Steve Reynolds Program - Felt Good To Burn
Hear It Is, Your Refuge
Hey, buddies! Yes, this is the little nook of the internet that will NOT mention that thing everybody is making the same three or four jokes about this week. If confused, I’ll just allude to it as the “snoop bladder” and let it lie at that.
Hit an open mic last night for the first time in forever. Did a really dumb series of jokes that flopped and I’m scrapping them forever. That’s what open mics are for, I guess. It was good to see old pals out and about. It’s still so weird to see friends doing bits where they say something like “I just quit my job” and you remember them saying the same setup four years ago. The adverb “just” means absolutely nothing in standup comedy.
OK. Buy cheese this week at the shop and say hi.
Song #23
Felt Good To Burn
by The Flaming Lips
At the time, the release of the major label debut album Hit To Death In The Future Head by the Flaming Lips seemingly took forever. Their previous album, In A Priest Driven Ambulance, may be my most listened-to album of all time, ever since getting a dubbed cassette of it months ahead of its release. Then there was the frustrating anticipation and imagining of what they’d put out on a major label. Young- dumb-and-full-of-beautiful-thoughts me was amped.
However, the Lips had added a piece of the Brazil soundtrack on to “You Have To Be Joking” without getting permission first. It took nearly a year for the legalities to be, uh, “legalitied” before it cleared. When it came out, I happened to be in Houston and had gone to a record store three times, checking if it came in before it finally did. I prepared myself to replace Priest for my new most-listened album.
Hit To Death turned out to be …okay. Priest was sequenced perfectly and had a coherent theme and sound. This one just didn’t. I don’t know if drama (this is Nathan Roberts and Jonathan Donahue’s last Lips album) affected it or what, but it just doesn’t jell, though a few songs are quite good.
One song did fully grab me. “Felt Good To Burn” between the muddled “The Sun” and the might as well be on a Mercury Rev album “Gingerale Afternoon.”* It feels like an interlude, with its slowish pace, almost whispered singing and not much difference between the verse and chorus. Jim DeRogatis, America’s worst major rock critic, called the song “a psychedelic tossoff.” It’s rarely played now.

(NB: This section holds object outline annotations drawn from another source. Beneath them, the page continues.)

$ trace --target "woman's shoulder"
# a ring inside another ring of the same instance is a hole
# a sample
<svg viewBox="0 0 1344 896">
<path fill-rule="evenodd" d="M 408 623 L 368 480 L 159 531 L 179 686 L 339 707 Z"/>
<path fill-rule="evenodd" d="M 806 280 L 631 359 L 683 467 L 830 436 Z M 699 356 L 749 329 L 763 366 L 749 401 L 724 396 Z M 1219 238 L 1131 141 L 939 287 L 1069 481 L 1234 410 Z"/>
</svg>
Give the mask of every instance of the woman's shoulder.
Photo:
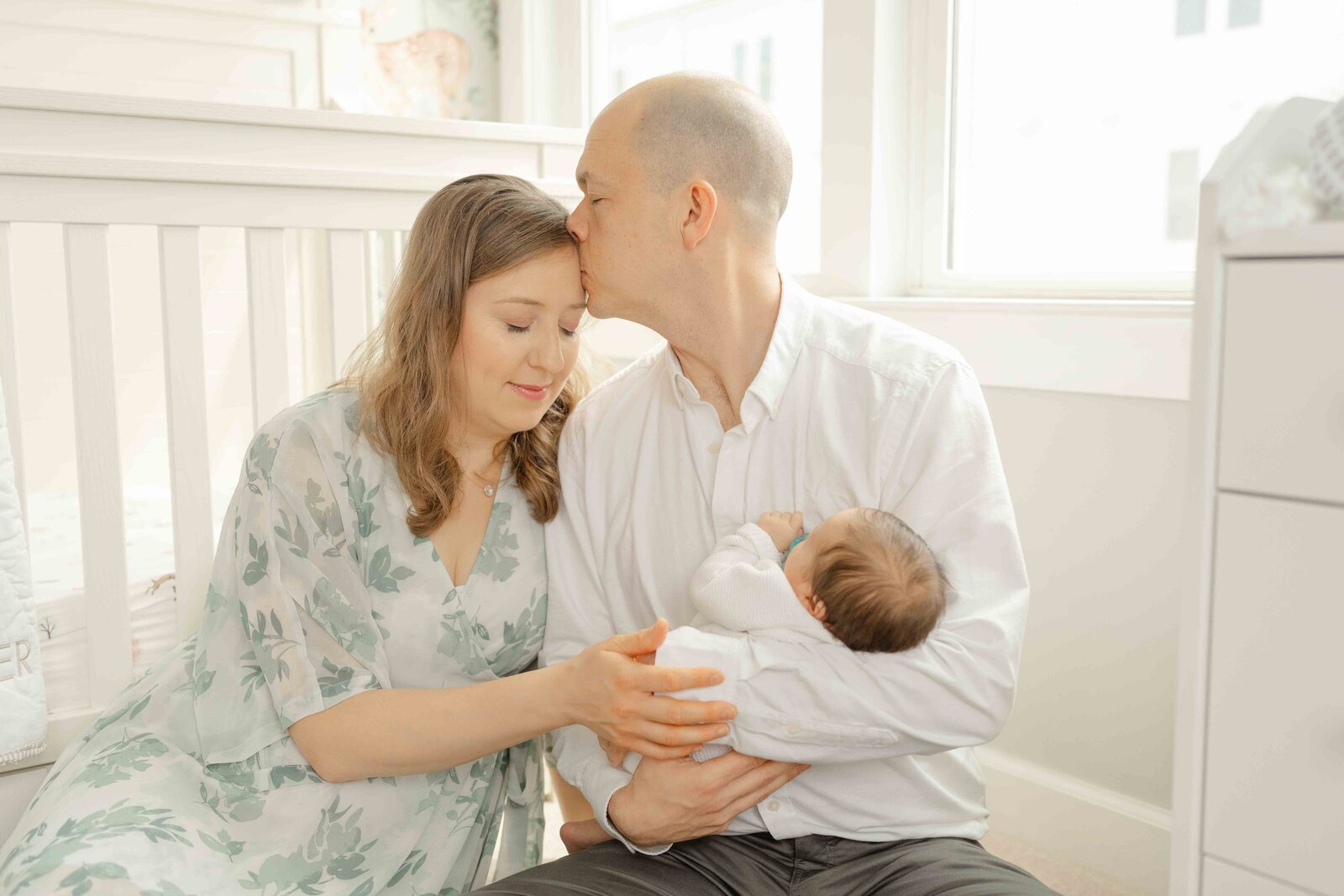
<svg viewBox="0 0 1344 896">
<path fill-rule="evenodd" d="M 259 467 L 269 481 L 278 455 L 306 458 L 300 466 L 320 463 L 327 457 L 348 457 L 353 454 L 358 433 L 359 394 L 353 388 L 325 390 L 262 423 L 247 446 L 247 463 Z"/>
<path fill-rule="evenodd" d="M 262 423 L 257 437 L 281 442 L 296 430 L 333 446 L 349 445 L 359 433 L 359 394 L 348 387 L 314 392 Z"/>
</svg>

That’s a shame. Because contained within are some of my favorite storytelling lyrics. It starts with the line “It felt good to burn” which is a more musical version of the first line of Ray Bradbury’s dystopian novel Fahrenheit 451, “It was a pleasure to burn.” As the pleasure in the book is Guy Montag burning books, the singer (I think it’s Jonathan Donahue singing—is that why I’ve put it over other Lips songs?) recounts the thrill of a summer of crimes with a lover.

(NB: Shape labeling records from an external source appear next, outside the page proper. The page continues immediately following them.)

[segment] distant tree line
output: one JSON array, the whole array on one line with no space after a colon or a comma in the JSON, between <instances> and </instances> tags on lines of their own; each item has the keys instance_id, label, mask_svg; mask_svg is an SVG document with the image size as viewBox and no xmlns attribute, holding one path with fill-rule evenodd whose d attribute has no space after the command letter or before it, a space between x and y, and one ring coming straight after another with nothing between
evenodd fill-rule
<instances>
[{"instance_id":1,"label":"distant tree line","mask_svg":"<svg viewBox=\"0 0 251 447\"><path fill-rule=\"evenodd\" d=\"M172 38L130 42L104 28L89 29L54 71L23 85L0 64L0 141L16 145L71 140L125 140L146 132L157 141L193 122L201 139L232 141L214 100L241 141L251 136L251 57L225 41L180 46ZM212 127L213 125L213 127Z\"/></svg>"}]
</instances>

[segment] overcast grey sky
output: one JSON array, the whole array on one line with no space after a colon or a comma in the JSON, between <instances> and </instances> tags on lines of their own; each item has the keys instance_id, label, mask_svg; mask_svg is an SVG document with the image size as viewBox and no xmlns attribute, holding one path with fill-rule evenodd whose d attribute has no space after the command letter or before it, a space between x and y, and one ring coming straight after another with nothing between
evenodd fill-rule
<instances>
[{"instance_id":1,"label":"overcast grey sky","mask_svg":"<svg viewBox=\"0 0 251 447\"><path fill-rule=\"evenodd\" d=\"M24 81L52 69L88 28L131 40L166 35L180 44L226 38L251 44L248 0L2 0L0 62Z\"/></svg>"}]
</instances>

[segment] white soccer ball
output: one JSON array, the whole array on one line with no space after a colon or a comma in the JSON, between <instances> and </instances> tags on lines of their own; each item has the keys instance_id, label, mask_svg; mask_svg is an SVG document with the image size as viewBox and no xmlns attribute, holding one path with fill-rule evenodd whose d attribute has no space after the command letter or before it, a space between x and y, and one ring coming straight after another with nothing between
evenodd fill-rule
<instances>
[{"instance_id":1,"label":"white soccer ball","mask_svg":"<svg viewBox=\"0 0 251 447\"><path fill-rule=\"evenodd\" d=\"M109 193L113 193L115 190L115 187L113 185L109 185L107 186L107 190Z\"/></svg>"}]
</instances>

It would fit on a soudtrack to movie like Natural Born Killers or Badlands – a young couple committing crimes, doing drugs, and having sex (here in a ferris wheel). The “burning” here makes him feel “like a movie star.” Doing out-of-the-ordinary acts that command attention and make people learn your name. The instrumentation of a bassy loop, languid arpeggiated guitar, a tambourine ching-chinging on the basic drum track (with an additional kettle drum doing fills?), and a background chorus played backwards all lead to a deliberate psychedelic fuzziness, not “tossed off,” like that dork DeRogatis claims, but in the service of the capturing of an epic mood in a way words alone couldn’t.
Like these movies, there’s the tragic ending. “But we couldn't have been dead/ Cause you stood up and moaned and said/ ’I wasn't wavin' goodbye, I was sayin' hello.’" I can envision the scene in the movie. The manic pixie nightmare girl looking up at the singer, with memories of their trek showing in flashback. Trying to crack wise until she does the actor’s trick of fixing her eyes at a point far off to simulate death. They burn out instead of fade away. And it feels good.

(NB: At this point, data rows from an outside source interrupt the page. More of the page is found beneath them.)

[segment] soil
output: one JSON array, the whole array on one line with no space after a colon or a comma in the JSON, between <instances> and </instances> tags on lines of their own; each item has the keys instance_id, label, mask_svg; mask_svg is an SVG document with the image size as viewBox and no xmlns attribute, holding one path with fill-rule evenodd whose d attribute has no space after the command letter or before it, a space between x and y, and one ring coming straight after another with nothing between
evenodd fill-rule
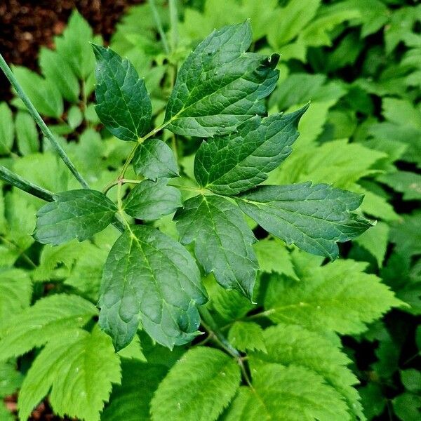
<instances>
[{"instance_id":1,"label":"soil","mask_svg":"<svg viewBox=\"0 0 421 421\"><path fill-rule=\"evenodd\" d=\"M53 46L76 8L95 34L107 41L126 8L145 0L0 0L0 53L8 63L36 69L41 46ZM0 101L10 98L10 86L0 75Z\"/></svg>"}]
</instances>

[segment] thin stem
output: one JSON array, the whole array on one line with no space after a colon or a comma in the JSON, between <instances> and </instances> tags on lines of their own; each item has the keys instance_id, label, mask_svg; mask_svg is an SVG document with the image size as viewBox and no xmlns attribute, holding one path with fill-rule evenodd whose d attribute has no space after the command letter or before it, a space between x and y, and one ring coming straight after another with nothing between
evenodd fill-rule
<instances>
[{"instance_id":1,"label":"thin stem","mask_svg":"<svg viewBox=\"0 0 421 421\"><path fill-rule=\"evenodd\" d=\"M50 129L47 127L46 124L44 123L44 120L41 118L41 116L35 109L35 107L31 102L31 100L27 97L27 95L25 93L23 90L22 89L18 79L15 77L15 75L12 72L11 68L8 66L6 61L3 58L1 54L0 54L0 68L6 74L6 76L9 80L12 86L16 91L18 95L19 98L23 101L23 103L26 105L28 111L30 114L32 116L34 120L38 126L39 128L41 128L41 131L43 133L44 136L48 139L48 140L51 142L53 147L56 150L58 154L60 155L60 157L63 160L63 162L67 166L67 168L70 170L72 173L74 175L76 179L79 182L81 185L84 189L88 189L89 186L88 183L85 181L85 179L82 177L81 174L76 169L76 167L73 164L73 163L70 161L70 159L63 149L63 148L60 146L60 143L57 141L53 133L50 131Z\"/></svg>"},{"instance_id":2,"label":"thin stem","mask_svg":"<svg viewBox=\"0 0 421 421\"><path fill-rule=\"evenodd\" d=\"M156 9L156 5L155 4L155 0L149 0L149 6L151 8L151 11L152 11L152 15L154 15L154 19L155 20L155 25L156 25L156 29L158 29L158 32L159 32L159 36L161 36L161 41L162 41L162 45L163 46L163 49L165 50L167 55L170 53L170 48L168 47L168 43L167 41L167 39L163 32L163 28L162 27L162 22L161 22L161 17L159 16L159 13Z\"/></svg>"},{"instance_id":3,"label":"thin stem","mask_svg":"<svg viewBox=\"0 0 421 421\"><path fill-rule=\"evenodd\" d=\"M53 193L22 178L20 175L18 175L18 174L8 170L1 165L0 165L0 179L32 196L36 196L46 201L53 201L54 200Z\"/></svg>"},{"instance_id":4,"label":"thin stem","mask_svg":"<svg viewBox=\"0 0 421 421\"><path fill-rule=\"evenodd\" d=\"M177 49L178 44L178 13L177 12L177 0L170 0L170 23L171 25L171 51Z\"/></svg>"}]
</instances>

*”Ginger Afternoon” has some goofy parenthetical title affixed but I don’t wanna look it up.
The Thereupon
This week’s Song I’m Mad I Forgot To Put On The List is “She’s Looking At You” by The Leaving Trains. 1986 pop-punk that blew my high school mind.
I’ve actually got a couple of things coming up. On Feb. 25th , I’ll be doing a Norman Trivia contest at Depot TV Live! at the historic Santa Fe Depot in Norman. Lots of other things going on the show too. Should be fun. And Feb. 27th, I’ll be the feature on the Fair-Weather Friend mic. I’m gonna drop 15 minutes of hot fire— who knows? I may do a bit on the adverb “just.”